This project touches on a broad range of architectural and sustainability concepts, tools, and workflows. A common thread is the development of techniques to help users express constraints and to design emergent behaviour.
Due to the complexity of the problem domain, we take a community-based approach and work towards enabling and empowering research scientists around the world studying these areas. To this end, we have founded the Symposium on Simulation for Architecture and Urban Design.
We are creating a high-quality Building Information Model of our offices in Toronto. Our goal is to make our building into a living laboratory for energy modeling, simulation, validation, and ultimately, for sustainability.
As systems become more complex, the design and authoring process becomes more abstract. This project explores both interactive and programmatic means for authoring constraints to control emergent behaviour.
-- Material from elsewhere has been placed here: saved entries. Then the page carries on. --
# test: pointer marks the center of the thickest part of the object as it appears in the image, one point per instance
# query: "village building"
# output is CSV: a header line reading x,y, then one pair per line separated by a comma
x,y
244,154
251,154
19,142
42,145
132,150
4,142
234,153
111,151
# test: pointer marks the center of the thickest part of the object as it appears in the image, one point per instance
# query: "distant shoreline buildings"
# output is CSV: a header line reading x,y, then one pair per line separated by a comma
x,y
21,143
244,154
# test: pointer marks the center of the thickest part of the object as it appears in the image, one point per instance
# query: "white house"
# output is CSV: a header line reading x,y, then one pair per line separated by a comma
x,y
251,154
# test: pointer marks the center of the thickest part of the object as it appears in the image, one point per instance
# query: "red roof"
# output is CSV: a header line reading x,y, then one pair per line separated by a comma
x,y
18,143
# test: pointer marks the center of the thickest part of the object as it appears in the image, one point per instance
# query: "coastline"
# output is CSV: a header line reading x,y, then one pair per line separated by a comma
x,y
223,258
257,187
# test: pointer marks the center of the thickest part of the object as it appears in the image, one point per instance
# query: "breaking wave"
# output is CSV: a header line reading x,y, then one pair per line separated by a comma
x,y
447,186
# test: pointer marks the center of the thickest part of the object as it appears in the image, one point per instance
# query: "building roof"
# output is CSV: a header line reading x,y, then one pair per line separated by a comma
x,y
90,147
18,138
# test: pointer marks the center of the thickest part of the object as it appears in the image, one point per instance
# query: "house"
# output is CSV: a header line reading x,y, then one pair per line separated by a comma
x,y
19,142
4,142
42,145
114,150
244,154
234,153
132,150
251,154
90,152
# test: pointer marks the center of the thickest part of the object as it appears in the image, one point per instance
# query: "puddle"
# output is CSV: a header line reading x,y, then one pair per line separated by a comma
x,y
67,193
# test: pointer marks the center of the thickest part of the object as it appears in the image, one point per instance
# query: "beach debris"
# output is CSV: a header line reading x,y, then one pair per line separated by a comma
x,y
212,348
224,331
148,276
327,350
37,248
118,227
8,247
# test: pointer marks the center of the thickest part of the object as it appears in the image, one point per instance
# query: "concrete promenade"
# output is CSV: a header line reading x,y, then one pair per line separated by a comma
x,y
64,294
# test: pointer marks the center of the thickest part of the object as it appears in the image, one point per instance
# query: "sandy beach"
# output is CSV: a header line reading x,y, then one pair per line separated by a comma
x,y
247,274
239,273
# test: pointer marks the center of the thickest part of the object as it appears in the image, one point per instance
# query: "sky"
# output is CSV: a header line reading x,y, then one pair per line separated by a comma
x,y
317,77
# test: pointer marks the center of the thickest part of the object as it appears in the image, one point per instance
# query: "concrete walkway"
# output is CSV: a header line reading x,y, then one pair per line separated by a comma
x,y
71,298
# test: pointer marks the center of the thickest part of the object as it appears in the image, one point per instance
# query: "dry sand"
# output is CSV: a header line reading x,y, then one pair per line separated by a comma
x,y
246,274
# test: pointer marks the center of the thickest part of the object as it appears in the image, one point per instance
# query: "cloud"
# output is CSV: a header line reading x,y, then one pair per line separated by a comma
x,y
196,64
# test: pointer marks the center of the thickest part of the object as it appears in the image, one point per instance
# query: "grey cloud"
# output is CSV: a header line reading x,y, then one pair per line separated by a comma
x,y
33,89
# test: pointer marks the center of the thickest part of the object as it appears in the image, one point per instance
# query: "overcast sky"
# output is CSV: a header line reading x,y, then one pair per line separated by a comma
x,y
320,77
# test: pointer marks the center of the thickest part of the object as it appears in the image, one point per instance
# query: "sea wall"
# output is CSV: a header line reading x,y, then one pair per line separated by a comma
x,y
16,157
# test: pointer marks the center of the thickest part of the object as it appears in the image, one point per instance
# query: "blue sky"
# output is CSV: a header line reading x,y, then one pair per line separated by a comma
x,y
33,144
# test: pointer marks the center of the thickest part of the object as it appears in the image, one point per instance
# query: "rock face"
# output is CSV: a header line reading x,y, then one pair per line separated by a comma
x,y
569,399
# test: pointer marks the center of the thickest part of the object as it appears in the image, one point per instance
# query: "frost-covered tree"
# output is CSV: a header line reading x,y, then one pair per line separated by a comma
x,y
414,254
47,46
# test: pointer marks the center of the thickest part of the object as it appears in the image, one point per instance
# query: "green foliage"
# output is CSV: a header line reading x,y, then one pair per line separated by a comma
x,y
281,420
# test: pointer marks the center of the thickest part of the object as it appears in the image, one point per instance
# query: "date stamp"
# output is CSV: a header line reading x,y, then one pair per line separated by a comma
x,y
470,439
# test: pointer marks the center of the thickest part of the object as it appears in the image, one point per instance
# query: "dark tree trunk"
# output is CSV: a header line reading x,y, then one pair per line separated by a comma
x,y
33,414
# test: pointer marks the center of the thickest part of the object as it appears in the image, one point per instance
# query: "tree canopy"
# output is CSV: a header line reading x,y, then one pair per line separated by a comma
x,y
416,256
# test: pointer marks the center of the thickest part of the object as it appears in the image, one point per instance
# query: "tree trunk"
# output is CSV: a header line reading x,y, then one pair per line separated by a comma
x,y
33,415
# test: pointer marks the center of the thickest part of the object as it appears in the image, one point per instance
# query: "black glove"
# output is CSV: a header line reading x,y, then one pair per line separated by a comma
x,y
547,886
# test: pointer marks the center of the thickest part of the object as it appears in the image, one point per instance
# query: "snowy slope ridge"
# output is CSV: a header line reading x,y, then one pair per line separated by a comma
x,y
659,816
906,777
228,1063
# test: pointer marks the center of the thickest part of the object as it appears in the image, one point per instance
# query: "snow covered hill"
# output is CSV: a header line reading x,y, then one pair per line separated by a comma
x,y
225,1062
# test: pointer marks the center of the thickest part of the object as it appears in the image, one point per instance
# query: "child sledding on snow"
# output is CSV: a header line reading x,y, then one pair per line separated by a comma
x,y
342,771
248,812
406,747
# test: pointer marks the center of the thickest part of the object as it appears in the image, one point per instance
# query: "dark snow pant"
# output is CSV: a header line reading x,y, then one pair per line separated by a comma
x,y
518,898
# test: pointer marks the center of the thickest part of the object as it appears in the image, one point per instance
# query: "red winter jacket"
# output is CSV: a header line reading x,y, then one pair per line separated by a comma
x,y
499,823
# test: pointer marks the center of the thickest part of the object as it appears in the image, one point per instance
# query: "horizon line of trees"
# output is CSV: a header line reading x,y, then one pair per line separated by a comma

Buildings are the largest consumers of energy responsible for 48% of all Green House Gas (GHG) emissions. Due to the complexity and multidisciplinary aspects of architecture design and construction, and urban design and society, modeling and simulation have become valuable techniques to understand and optimize this enormous challenge. Although research on building simulation has a long history, simulation research has also progressed significantly over the last few decades. We believe that these areas can contribute greatly to each other, enabling the construction of an advanced systems-based building simulation framework. This ambitious research agenda will require multi-disciplinary cooperation and a more explicit collaboration to further advance and accelerate progress on holistic systems-based simulation for minimizing resource consumption and GHG emissions, while maximizing occupant comfort. This project will work towards the creation of this next-generation collaborative simulation framework.
Building performance systems are becoming more common in an effort to expose and measure the operational efficiency of a building. Going beyond current graphical or floor-plan viewers, we examine advanced 3D real-time sensor-network visualizations as part of a building debugging tool to improve building efficiency.